Top Papers of the Month
Articles You Don't Want To Miss


How safe are NSAIDs for patients with cardiovascular risk factors?

The history of NSAID use is not particularly long, but complicated nonetheless. As analgesics, these drugs started out as “the best thing since canned beer.” In the early 1990s, they were prescribed 70 million times in the United States.1 A chink in the NSAID armor began with a host of gastrointestinal complications. Then followed reports of serious renal injury. Lately, certain NSAIDs (selective COX-2 inhibitors) were suspected of aggravating cardiac ischemia. The early 21st century has focused on cardiovascular risks contingent to NSAID use, and the results are disconcerting.


This month’s “Top Paper” is “robust” in its findings.2 Denmark has a nationwide electronic registry of hospitalizations and pharmaceutical dispensing. This registry was used to track patients (30 years of age and older) with a prior first myocardial infarction (MI) from 1997 through 2006. This cohort’s (n = 83,677) risk of
recurrent MI was plotted according to duration and type of NSAID use (35,405 of the original cohort took NSAIDs after their MI) or no use. NSAID use was associated with an increased risk of death or recurrent MI (hazard ratio, 1.45; CI, 1.29 - 1.62) at the beginning of NSAID treatment and persisted throughout the treatment course (hazard ratio, 1.55; CI, 1.46 - 1.64 after 90 days). Diclofenac was the worst offender (hazard ratio, 3.36; CI, 2.57 - 3.86) for increasing the risk of death at days 1 to 7 of NSAID treatment.

Although the numbers are impressive, the major-ity of entrants in the study were Danish. Can the increased cardiovascular risk be generalized to other populations? Another systematic review (17 case-control and 6 cohort studies) from Australia found that rofecoxib and diclofenac increased cardiovascular events (primarily MI).3

A study from Harvard corroborated the risk incurred from MI in patients treated with either rofecoxib or diclofenac.4 A French registry trial (n = 23,728)
demonstrated that NSAID use was associated with an increased risk of stroke (odds ratio, 1.635; CI, 1.239 - 2.159).5 Finally, a Spanish meta-analysis (6 studies reporting stroke incidence) implicated rofecoxib (relative risk, 1.82; CI, 1.09 - 3.04) and diclofenac (RR, 1.20; CI, 0.99 - 1.45) in increasing the risk of stroke in users.6


How should these data change practice? Although certain NSAIDs are considered safer than others, caution should be exercised in general with any NSAID in patients at risk for vascular events. It may be worthwhile to ask whether another class of analgesics can be used. Special vigilance should be applied to rofecoxib (withdrawn from the market) and diclofenac in persons known to have or be at risk for cardiac disease or stroke. The data are from large, well-designed studies and cannot be ignored.

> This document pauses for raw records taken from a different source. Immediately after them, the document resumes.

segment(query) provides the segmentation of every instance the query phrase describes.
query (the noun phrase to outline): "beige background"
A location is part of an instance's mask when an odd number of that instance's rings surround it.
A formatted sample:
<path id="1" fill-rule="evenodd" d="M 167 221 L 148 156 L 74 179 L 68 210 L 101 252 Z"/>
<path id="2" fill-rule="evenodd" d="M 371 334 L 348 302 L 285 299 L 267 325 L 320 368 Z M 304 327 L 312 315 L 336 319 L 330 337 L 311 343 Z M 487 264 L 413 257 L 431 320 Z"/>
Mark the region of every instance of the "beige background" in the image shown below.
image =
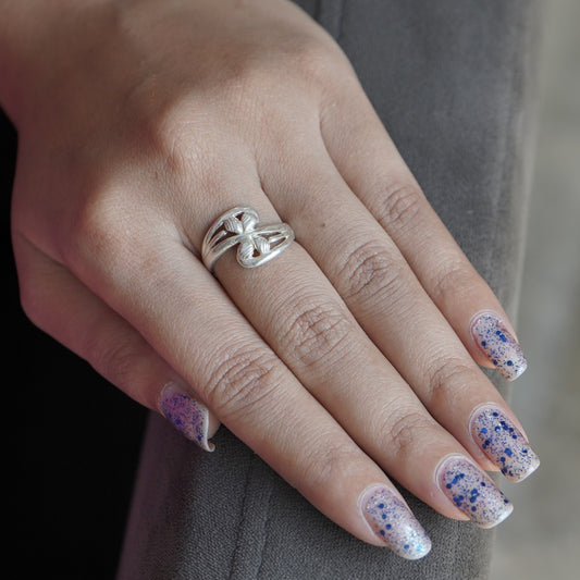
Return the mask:
<path id="1" fill-rule="evenodd" d="M 541 101 L 513 407 L 542 465 L 503 484 L 493 580 L 580 578 L 580 1 L 545 0 Z"/>

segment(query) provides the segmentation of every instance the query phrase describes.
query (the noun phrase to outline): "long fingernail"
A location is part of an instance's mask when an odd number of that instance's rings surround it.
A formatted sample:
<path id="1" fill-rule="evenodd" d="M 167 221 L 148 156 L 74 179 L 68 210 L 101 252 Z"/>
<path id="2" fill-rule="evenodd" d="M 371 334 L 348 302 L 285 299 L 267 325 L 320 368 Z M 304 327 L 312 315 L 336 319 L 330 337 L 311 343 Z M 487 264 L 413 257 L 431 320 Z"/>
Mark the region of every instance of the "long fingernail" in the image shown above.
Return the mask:
<path id="1" fill-rule="evenodd" d="M 493 528 L 514 510 L 485 472 L 461 456 L 451 456 L 437 470 L 443 493 L 480 528 Z"/>
<path id="2" fill-rule="evenodd" d="M 470 431 L 483 453 L 510 481 L 521 481 L 540 466 L 528 441 L 496 406 L 485 405 L 471 416 Z"/>
<path id="3" fill-rule="evenodd" d="M 479 316 L 471 332 L 485 356 L 508 381 L 517 379 L 528 367 L 518 342 L 496 316 L 489 312 Z"/>
<path id="4" fill-rule="evenodd" d="M 431 540 L 407 505 L 386 488 L 374 488 L 362 497 L 362 515 L 374 533 L 395 554 L 422 558 Z"/>
<path id="5" fill-rule="evenodd" d="M 213 443 L 208 442 L 208 408 L 186 395 L 175 383 L 163 387 L 159 407 L 165 419 L 188 440 L 207 452 L 215 448 Z"/>

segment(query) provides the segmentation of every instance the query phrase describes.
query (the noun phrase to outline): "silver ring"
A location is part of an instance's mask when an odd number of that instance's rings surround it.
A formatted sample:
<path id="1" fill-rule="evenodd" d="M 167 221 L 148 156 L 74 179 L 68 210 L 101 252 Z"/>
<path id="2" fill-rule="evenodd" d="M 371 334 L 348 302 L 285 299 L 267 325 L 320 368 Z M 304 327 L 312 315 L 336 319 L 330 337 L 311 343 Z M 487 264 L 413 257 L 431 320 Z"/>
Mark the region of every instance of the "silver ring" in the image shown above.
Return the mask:
<path id="1" fill-rule="evenodd" d="M 293 239 L 294 231 L 288 224 L 259 225 L 255 209 L 237 207 L 220 215 L 208 230 L 201 246 L 201 258 L 212 272 L 213 264 L 238 245 L 238 263 L 244 268 L 256 268 L 284 251 Z"/>

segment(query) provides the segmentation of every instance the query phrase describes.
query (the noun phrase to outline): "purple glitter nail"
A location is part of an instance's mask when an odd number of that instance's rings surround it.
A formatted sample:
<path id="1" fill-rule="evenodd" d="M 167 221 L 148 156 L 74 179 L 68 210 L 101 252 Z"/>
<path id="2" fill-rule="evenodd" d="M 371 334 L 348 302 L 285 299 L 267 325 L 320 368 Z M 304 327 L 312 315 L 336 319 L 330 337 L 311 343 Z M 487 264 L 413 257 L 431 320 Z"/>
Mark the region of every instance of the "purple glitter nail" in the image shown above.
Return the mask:
<path id="1" fill-rule="evenodd" d="M 422 558 L 431 550 L 431 540 L 410 509 L 386 488 L 373 491 L 363 515 L 374 533 L 395 554 L 407 559 Z"/>
<path id="2" fill-rule="evenodd" d="M 164 386 L 160 408 L 168 421 L 197 443 L 202 449 L 212 452 L 215 447 L 208 442 L 209 411 L 207 407 L 187 396 L 174 383 Z"/>
<path id="3" fill-rule="evenodd" d="M 464 457 L 449 457 L 437 480 L 443 493 L 480 528 L 497 526 L 514 509 L 484 471 Z"/>
<path id="4" fill-rule="evenodd" d="M 520 346 L 498 318 L 480 316 L 471 332 L 485 356 L 508 381 L 517 379 L 528 367 Z"/>

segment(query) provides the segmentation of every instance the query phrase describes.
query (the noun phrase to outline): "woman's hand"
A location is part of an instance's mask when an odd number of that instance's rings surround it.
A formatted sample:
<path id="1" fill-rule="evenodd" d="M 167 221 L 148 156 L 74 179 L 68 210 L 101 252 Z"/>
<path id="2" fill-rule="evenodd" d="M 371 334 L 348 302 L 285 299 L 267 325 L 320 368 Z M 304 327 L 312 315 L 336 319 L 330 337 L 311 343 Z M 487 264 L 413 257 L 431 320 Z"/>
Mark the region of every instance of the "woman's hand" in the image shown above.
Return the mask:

1. Tamblyn R, Berkson L, Dauphinee WD, et al. Unnecessary prescribing of NSAIDs and the management of NSAID-related gastropathy in medical practice. Ann Intern Med. 1997;127:429-438.

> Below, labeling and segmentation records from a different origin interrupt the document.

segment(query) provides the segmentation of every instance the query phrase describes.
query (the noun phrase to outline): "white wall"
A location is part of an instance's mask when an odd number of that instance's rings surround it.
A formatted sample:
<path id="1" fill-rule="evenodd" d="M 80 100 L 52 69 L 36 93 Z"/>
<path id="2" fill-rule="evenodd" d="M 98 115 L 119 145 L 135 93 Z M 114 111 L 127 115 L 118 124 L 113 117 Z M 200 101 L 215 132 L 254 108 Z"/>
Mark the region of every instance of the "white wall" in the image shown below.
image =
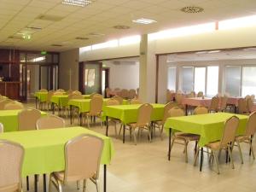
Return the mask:
<path id="1" fill-rule="evenodd" d="M 60 88 L 64 90 L 79 90 L 79 49 L 61 53 L 59 64 Z"/>
<path id="2" fill-rule="evenodd" d="M 111 89 L 137 89 L 139 87 L 139 63 L 120 61 L 119 65 L 113 61 L 104 61 L 103 65 L 109 67 L 109 86 Z"/>

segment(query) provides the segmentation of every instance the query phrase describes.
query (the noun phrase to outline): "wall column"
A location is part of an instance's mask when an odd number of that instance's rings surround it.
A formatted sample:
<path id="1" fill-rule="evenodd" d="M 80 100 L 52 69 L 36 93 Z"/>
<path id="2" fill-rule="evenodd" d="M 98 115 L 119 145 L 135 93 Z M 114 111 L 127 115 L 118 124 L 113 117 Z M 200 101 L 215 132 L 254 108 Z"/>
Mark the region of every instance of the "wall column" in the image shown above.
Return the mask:
<path id="1" fill-rule="evenodd" d="M 141 36 L 139 98 L 143 102 L 154 102 L 156 84 L 155 41 L 148 41 L 148 34 Z"/>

2. Olsen AMS, Fosbol EL, Lindhardsen J, et al. Duration of treatment with non-steroidal anti-inflammatory drugs and impact on risk of death and recurrent myocardial infarction in patients with prior myocardial infarction: a nationwide cohort study. Circulation. 2011;123:2226-2235.

3. McGettigan P, Henry D. Cardiovascular risk and inhibition of cyclooxygenase: a systematic review of the observational studies of selective and nonselective inhibitors of cyclooxygenase 2. JAMA. 2006; 296: 1633-1644.

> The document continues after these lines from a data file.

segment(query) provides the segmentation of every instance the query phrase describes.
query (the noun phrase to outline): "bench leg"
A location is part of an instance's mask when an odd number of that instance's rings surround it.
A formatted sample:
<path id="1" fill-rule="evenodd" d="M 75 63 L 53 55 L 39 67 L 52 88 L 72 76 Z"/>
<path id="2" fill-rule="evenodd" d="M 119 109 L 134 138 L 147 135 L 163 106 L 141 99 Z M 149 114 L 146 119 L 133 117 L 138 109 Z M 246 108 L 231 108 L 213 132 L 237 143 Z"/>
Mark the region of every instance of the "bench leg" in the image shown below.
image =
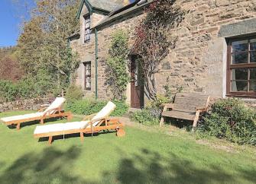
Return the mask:
<path id="1" fill-rule="evenodd" d="M 80 132 L 80 139 L 81 139 L 81 141 L 83 142 L 84 139 L 83 132 Z"/>
<path id="2" fill-rule="evenodd" d="M 73 116 L 72 116 L 72 114 L 69 114 L 69 115 L 66 116 L 66 119 L 67 119 L 67 121 L 70 121 L 70 120 L 72 120 L 72 119 L 73 119 Z"/>
<path id="3" fill-rule="evenodd" d="M 199 119 L 199 114 L 200 114 L 200 111 L 196 111 L 196 117 L 195 117 L 194 122 L 193 122 L 192 132 L 195 132 L 195 128 L 197 126 L 197 122 L 198 122 L 198 119 Z"/>
<path id="4" fill-rule="evenodd" d="M 167 106 L 164 106 L 164 109 L 163 109 L 163 112 L 165 112 L 167 110 Z M 161 120 L 160 121 L 160 126 L 162 126 L 164 125 L 164 116 L 161 116 Z"/>
<path id="5" fill-rule="evenodd" d="M 50 136 L 48 139 L 48 144 L 50 145 L 53 142 L 53 136 Z"/>
<path id="6" fill-rule="evenodd" d="M 162 116 L 161 120 L 160 121 L 160 126 L 164 125 L 164 118 Z"/>

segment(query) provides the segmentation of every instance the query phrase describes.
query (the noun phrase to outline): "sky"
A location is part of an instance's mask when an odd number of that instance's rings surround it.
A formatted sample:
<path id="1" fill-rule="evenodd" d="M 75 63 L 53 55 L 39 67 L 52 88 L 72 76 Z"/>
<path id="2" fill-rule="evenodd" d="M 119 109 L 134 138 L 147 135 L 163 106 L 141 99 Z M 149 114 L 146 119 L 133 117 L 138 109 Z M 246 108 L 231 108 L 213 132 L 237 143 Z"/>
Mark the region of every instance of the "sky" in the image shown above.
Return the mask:
<path id="1" fill-rule="evenodd" d="M 26 12 L 33 5 L 33 0 L 0 0 L 0 47 L 16 45 L 19 26 L 29 18 Z"/>
<path id="2" fill-rule="evenodd" d="M 33 2 L 33 0 L 0 0 L 0 47 L 17 44 L 20 33 L 19 27 L 24 20 L 29 19 L 28 10 L 34 5 Z"/>

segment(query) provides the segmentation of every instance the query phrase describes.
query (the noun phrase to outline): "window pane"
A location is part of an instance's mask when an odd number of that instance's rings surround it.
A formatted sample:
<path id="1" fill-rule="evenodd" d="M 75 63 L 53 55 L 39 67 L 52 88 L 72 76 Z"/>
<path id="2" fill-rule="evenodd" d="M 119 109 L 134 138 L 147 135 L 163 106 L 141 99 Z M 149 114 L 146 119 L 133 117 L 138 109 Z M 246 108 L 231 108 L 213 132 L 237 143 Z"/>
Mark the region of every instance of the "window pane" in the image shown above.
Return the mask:
<path id="1" fill-rule="evenodd" d="M 248 81 L 232 81 L 232 91 L 248 91 Z"/>
<path id="2" fill-rule="evenodd" d="M 250 52 L 250 62 L 256 62 L 256 52 Z"/>
<path id="3" fill-rule="evenodd" d="M 250 81 L 250 91 L 256 92 L 256 81 Z"/>
<path id="4" fill-rule="evenodd" d="M 232 64 L 248 63 L 248 52 L 232 54 Z"/>
<path id="5" fill-rule="evenodd" d="M 250 40 L 250 49 L 256 50 L 256 39 Z"/>
<path id="6" fill-rule="evenodd" d="M 248 49 L 248 40 L 232 42 L 232 52 L 247 51 Z"/>
<path id="7" fill-rule="evenodd" d="M 86 77 L 86 88 L 91 88 L 91 78 L 90 77 Z"/>
<path id="8" fill-rule="evenodd" d="M 233 69 L 232 70 L 232 80 L 248 80 L 248 69 Z"/>
<path id="9" fill-rule="evenodd" d="M 256 80 L 256 68 L 250 69 L 250 80 Z"/>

4. Hernandez-Diaz S, Varas-Lorenzo C, Garcia-Rodriguez LA. Non-steroidal antiinflammatory drugs and the risk of acute myocardial infarction. Basic Clin Pharmacol Toxicol. 2006;98:266-272.

5. Barthelemy O, Limbourg T, Collet JP, et al. Impact of non-steroidal anti-inflammatory drugs (NSAIDS) on cardiovascular outcomes in patients with stable atherothrombosis or multiple risk factors. Int J Cardiol. 2011;6-28 [Epub ahead of print]. 

6. Varas-Lorenzo C, Riera-Guardia N, Calingaert B, et al. Stroke risk and NSAIDS: a systematic review of observational studies. Pharmacoepidemiol Drug Saf.2011;20:1225-1236.